As much as I welcome a return to above average temperatures, these fluctuations pose a serious hazard to shallow-rooted plants and late season transplants. Alternate freezing and thawing of the soil often cause these plants to heave out of the ground which may prove fatal if roots become desiccated or exposed to extended cold. Survey your gardens during the warmth of the day throughout the winter and firmly press plants that may have lifted out of the soil back into the earth. I keep a bag of bark mulch in my garage during the winter to surround the crown of uprooted plants, which provides additional protection. Applications of winter mulches are still on hold until the ground freezes solid.

Warm days followed by evenings below freezing can also adversely affect young or thin-barked trees, particularly those located in open areas or in southwesterly facing exposures. During the warmth of the day, the trunk of the tree, both its bark and inner core, expand in response to the heat of the sun. When the temperature drops dramatically at night, the thin outer bark rapidly shrinks, while the dense inner core cools down more slowly causing the bark to split and peel. The bark of a tree is analogous to our own skin. If the outer layer is damaged, the vital inner trunk becomes susceptible to infestations by insects and diseases. The use of tree wraps during the winter months can greatly reduce this damage. Local nurseries usually stock these protective wraps that breathe and expand as temperatures fluctuate in addition to protecting the trunks from destructive rodents near their bases. Keep grass short around tree trunks and remove leaves and debris until the ground freezes; be sure to remove this protection each spring.

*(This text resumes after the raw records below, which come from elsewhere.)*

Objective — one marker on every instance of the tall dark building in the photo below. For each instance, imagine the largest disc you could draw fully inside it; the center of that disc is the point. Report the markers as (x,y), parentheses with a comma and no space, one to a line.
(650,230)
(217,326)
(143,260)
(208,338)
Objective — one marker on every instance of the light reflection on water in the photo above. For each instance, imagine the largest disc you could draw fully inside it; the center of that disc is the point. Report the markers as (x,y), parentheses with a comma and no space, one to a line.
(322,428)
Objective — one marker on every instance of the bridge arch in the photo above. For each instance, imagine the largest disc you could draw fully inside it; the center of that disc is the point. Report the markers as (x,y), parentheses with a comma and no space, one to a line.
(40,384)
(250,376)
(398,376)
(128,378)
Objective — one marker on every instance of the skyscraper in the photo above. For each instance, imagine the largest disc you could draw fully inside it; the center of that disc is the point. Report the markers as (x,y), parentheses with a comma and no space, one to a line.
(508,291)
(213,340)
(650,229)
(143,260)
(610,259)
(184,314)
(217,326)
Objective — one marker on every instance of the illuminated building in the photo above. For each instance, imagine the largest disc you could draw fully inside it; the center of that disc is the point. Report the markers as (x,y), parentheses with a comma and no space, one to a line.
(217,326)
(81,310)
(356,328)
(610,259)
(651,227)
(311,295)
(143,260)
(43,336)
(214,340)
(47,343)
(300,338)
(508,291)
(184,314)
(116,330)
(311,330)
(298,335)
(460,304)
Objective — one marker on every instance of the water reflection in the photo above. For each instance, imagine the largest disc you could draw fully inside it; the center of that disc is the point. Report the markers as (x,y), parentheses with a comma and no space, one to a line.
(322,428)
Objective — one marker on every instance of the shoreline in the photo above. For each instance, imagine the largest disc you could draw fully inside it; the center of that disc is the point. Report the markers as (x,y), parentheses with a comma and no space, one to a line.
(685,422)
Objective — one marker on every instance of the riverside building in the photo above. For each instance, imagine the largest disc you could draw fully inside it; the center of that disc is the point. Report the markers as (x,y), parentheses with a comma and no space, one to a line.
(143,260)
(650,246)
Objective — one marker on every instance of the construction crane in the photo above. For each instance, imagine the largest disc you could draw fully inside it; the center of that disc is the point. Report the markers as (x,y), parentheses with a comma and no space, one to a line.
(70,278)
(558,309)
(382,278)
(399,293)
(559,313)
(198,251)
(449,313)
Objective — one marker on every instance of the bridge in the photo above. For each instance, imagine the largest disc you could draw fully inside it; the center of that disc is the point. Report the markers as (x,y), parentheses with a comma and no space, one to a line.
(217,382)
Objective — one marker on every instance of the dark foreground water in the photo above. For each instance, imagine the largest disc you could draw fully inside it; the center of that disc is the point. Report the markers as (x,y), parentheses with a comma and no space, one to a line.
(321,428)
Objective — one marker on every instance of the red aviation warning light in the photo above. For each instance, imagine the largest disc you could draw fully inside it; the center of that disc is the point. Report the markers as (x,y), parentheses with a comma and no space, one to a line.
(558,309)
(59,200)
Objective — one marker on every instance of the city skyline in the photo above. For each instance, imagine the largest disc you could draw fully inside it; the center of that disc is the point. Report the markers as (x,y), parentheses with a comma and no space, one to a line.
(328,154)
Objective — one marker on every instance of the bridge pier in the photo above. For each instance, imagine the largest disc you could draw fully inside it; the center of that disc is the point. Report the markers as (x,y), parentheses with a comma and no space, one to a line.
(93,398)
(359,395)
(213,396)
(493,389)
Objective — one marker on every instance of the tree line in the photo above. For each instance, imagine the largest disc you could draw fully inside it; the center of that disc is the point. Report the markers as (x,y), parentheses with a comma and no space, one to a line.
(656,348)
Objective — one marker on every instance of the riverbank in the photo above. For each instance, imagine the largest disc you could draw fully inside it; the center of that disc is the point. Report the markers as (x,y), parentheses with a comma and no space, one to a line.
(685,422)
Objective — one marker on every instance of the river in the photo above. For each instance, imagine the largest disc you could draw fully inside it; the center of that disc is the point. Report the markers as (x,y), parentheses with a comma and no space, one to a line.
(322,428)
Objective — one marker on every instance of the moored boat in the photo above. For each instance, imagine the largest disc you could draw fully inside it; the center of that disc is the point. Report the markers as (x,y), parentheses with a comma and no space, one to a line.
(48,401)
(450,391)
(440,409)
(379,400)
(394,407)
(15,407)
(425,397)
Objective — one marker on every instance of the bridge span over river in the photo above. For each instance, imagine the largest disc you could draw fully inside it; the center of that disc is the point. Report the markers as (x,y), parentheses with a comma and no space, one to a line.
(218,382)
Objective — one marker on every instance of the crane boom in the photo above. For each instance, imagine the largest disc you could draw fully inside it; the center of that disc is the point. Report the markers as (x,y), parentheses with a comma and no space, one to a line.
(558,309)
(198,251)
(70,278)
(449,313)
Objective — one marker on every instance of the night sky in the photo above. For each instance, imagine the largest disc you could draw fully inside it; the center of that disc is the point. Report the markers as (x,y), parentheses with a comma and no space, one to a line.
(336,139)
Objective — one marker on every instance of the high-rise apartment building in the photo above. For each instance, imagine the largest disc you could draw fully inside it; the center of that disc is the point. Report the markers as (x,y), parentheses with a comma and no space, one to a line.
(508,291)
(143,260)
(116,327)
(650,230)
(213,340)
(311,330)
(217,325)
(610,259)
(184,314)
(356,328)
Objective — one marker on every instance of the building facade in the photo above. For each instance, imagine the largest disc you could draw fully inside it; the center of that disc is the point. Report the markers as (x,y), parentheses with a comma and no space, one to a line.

Roses need special attention in order to survive our typically open winters. Protection of the bud union, especially the fist-shaped grafts of hybrid teas, is crucial for their survival during the coming months. This knob should have been planted about 2 inches below the surface but nursery pots are rarely deep enough to cover the graft and most of us are inclined to plant the rose bushes at the same level as they were grown in their container. To protect this critical growth point, a mound of fresh soil or well-draining compost should be applied to the base of the plant at this time of year. This cone-shaped mound should be 6 to 12 inches high and completely cover the crown. Use soil from a vegetable garden, compost pile, or bagged commercial products rather than pulling soil together from around the base of your roses as you risk exposing their shallow roots making them more susceptible to the cold. Apply a layer of mulch to the mound once the ground freezes solid. Many gardeners have embraced the beauty and ease of the new, low-maintenance cultivars like the ‘Knockout’ roses, but even these bushes should receive some winter protection during their first winter season. In exposed open areas, a cylinder of wire mesh or a burlap barrier can be placed around these shrubs and subsequently filled with oak leaves or pine needles.